VOIX CRITIQUES
Le Néolibéralisme contre Freud
Que se passe-t-il actuellement en France et dans le monde pour que des milliers de professionnels du soin psychique se mettent en grève de la faim, défilent ou pétitionnent afin d’alerter les gouvernements, les décideurs institutionnels ?
Ce malaise est présent depuis des années, sans cesse dénoncé par celles et ceux en charge de recevoir dans les lieux de soins les patients et leurs familles. L’orientation déclarée scientifique de la prise en charge des maladies mentales prise par beaucoup de nos gouvernants réclame toujours plus de sciences exactes, gages pour eux de la justesse de l’approche du mal être humain qui vient là à s’exprimer.

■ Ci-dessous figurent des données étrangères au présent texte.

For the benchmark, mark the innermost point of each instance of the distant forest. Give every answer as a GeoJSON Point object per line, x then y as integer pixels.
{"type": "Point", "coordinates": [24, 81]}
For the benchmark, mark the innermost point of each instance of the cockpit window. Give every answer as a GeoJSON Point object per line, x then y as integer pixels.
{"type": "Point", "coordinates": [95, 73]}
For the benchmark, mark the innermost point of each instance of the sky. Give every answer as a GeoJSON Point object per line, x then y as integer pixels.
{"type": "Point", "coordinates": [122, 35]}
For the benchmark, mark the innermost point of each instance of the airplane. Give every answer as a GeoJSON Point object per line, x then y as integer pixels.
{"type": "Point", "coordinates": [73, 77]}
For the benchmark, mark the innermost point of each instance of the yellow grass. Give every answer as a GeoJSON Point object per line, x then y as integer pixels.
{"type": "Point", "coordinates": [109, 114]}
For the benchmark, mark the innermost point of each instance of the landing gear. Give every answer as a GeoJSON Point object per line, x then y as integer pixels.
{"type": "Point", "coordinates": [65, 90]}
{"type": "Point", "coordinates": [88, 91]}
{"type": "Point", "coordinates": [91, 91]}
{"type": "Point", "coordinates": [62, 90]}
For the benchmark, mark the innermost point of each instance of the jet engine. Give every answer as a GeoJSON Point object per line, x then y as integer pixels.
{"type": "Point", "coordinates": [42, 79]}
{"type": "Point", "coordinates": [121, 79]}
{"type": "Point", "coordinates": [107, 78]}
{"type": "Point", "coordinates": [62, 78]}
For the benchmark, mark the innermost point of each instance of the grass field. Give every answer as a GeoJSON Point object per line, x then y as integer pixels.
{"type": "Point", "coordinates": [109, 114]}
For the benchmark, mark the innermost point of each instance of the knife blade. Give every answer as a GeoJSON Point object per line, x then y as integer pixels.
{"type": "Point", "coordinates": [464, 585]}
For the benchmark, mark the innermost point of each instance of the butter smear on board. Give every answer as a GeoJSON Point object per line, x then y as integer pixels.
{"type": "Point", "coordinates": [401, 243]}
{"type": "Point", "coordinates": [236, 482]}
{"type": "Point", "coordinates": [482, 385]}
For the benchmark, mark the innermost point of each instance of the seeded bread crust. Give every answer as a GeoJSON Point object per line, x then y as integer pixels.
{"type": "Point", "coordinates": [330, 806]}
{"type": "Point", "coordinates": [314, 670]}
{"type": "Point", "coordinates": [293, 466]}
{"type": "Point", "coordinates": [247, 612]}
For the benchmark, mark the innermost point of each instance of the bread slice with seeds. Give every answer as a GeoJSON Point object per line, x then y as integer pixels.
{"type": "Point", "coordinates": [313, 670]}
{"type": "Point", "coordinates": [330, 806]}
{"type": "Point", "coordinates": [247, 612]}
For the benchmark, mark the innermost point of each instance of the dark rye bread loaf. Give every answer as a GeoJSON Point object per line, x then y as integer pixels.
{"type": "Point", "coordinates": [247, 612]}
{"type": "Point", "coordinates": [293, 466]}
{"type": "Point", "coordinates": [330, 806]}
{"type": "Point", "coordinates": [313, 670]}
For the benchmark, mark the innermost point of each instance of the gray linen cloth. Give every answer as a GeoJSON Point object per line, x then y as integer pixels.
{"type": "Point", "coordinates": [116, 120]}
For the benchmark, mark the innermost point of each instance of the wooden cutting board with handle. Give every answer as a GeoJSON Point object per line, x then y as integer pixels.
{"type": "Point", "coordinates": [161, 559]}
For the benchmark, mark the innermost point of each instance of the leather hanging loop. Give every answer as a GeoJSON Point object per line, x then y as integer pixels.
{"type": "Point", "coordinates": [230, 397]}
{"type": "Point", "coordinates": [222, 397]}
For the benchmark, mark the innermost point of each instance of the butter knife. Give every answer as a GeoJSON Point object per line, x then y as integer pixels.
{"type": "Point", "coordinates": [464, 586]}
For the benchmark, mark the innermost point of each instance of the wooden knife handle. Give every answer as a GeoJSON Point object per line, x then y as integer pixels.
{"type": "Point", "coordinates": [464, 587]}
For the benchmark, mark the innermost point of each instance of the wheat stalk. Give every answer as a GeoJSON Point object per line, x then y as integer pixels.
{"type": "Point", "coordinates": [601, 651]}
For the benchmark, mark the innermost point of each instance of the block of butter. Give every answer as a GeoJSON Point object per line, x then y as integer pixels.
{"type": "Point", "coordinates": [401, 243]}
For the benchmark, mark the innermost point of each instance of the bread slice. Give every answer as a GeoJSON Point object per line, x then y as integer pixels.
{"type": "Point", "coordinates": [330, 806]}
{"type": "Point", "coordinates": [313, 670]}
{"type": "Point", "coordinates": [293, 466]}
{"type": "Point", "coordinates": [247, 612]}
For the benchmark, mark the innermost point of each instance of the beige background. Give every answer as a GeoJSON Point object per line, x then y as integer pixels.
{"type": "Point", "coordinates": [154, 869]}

Posons d’emblée l’aporie dans laquelle nous sommes arrivés aujourd’hui : là où l’orientation dite scientifique veut aller se fonde sur un paradigme qui veut que la seule science biologique a les moyens de connaître la vérité des symptômes que présente chaque patient souffrant indépendamment de son histoire, uniquement par les investigations biologiques et à l’aide de l’imagerie médicale telle que scanner, IRM etc.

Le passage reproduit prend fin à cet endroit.